World's most popular travel blog for travel bloggers.

# [Solved]: Can expected "depth" of an element and expected "height" differ significantly?

, ,
Problem Detail:

When analysing treaps (or, equivalently, BSTs or Quicksort), it is not too hard to show that

$\qquad\displaystyle \mathbb{E}[d(k)] \in O(\log n)$

where $d(k)$ is the depth of the element with rank $k$ in the set of $n$ keys. Intuitively, this seems to imply that also

$\qquad\displaystyle \mathbb{E}[h(T)] \in O(\log n)$

where $h(T)$ is the height of treap $T$, since

$\qquad\displaystyle h(T) = \max_{k \in [1..n]} d(k)$.

Formally, however, there does not seem to be an (immediate) relationship. We even have

$\qquad\displaystyle \mathbb{E}[h(T)] \geq \max_{k \in [1..n]} \mathbb{E}[d(k)]$

by Jensen's inequality. Now, one can show expected logarithmic height via tail bounds, using more insight into the distribution of $d(k)$.

It is easy to construct examples of distributions that skrew with above intuition, namely extremely asymmetric, heavy-tailed distributions.
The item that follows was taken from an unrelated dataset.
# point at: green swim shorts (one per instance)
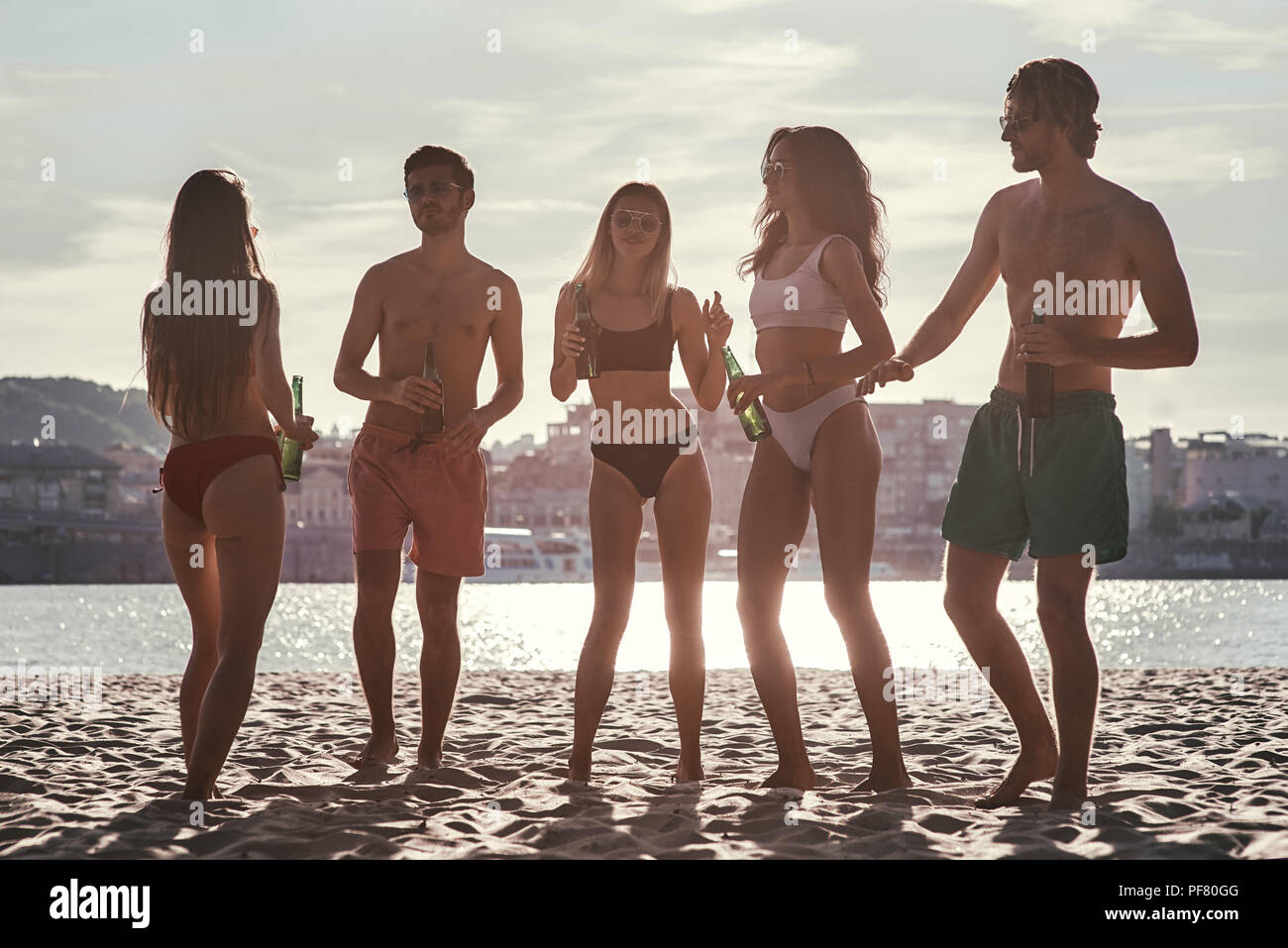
(1056, 483)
The question is, can/do such occur in the analysis of algorithms and data structures?

Are there example for data structures $D$ (or algorithms) for which

$\qquad\displaystyle \mathbb{E}[h(D)] \in \omega(\max_{e \in D} \mathbb{E}[d(e)])$?

Nota bene:

• Of course, we have to interpret "depth" and "height" liberally if we consider structures that are not trees. Based on the posts Wandering Logic links to, "Expected average search time" (for $1/n \cdot \sum_{e \in D} \mathbb{E}[d(e)]$) and "expected maximum search time" (for $\mathbb{E}[h(D)]$) seem to be used.

• A related question on math.SE has yielded an interesting answer that may allow deriving useful bounds on $\mathbb{E}[h(D)]$ given suitable bounds on $\mathbb{E}[d(e)]$ and $\mathbb{V}[d(e)]$.
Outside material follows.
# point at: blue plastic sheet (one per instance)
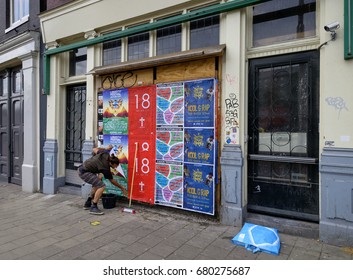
(257, 238)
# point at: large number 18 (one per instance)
(145, 102)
#### Answered By : Wandering Logic

In chained hash tables with uniform hashing a similar question arises. Given a table with $n$ elements hashed into $m$ buckets, the expected number of elements per bucket is $n/m$, but what is the expected length of the longest chain?

I found a Stackoverflow question about chained hash tables. The answer by btilly argues that for fixed ratio $n/m$ the expected worst case longest chain is $\Theta(\log n/ \log\log n)$. (Since $n/m$ is fixed, $m$ doesn't need to come into the answer.)

And the answer by templatetypedef references the following paper for a more detailed analysis:
Gaston H. Gonnet: Expected Length of the Longest Probe Sequence in Hash Code Searching.
J. ACM_ 28(2):289-304, 1981.
[Free techreport version at University of Waterloo]

Slightly more generally I found a math.stackexchange question about the balls and bins problem. The answer by Yuval Filmus cites the following paper, which gives even tighter bounds: Martin Raab; Angelika Steger: Balls into Bins - A Simple and Tight Analysis. 2nd Intl Wkshp on Randomization and Approximation Techniques in Computer Science, pp. 159-170, 1998.

Finally, there is apparently a branch of statistics called extreme value theory culminating in the Fisher-Tippett-Gnedenko theorem, which, I think, gives expected maxima for a huge variety of distributions.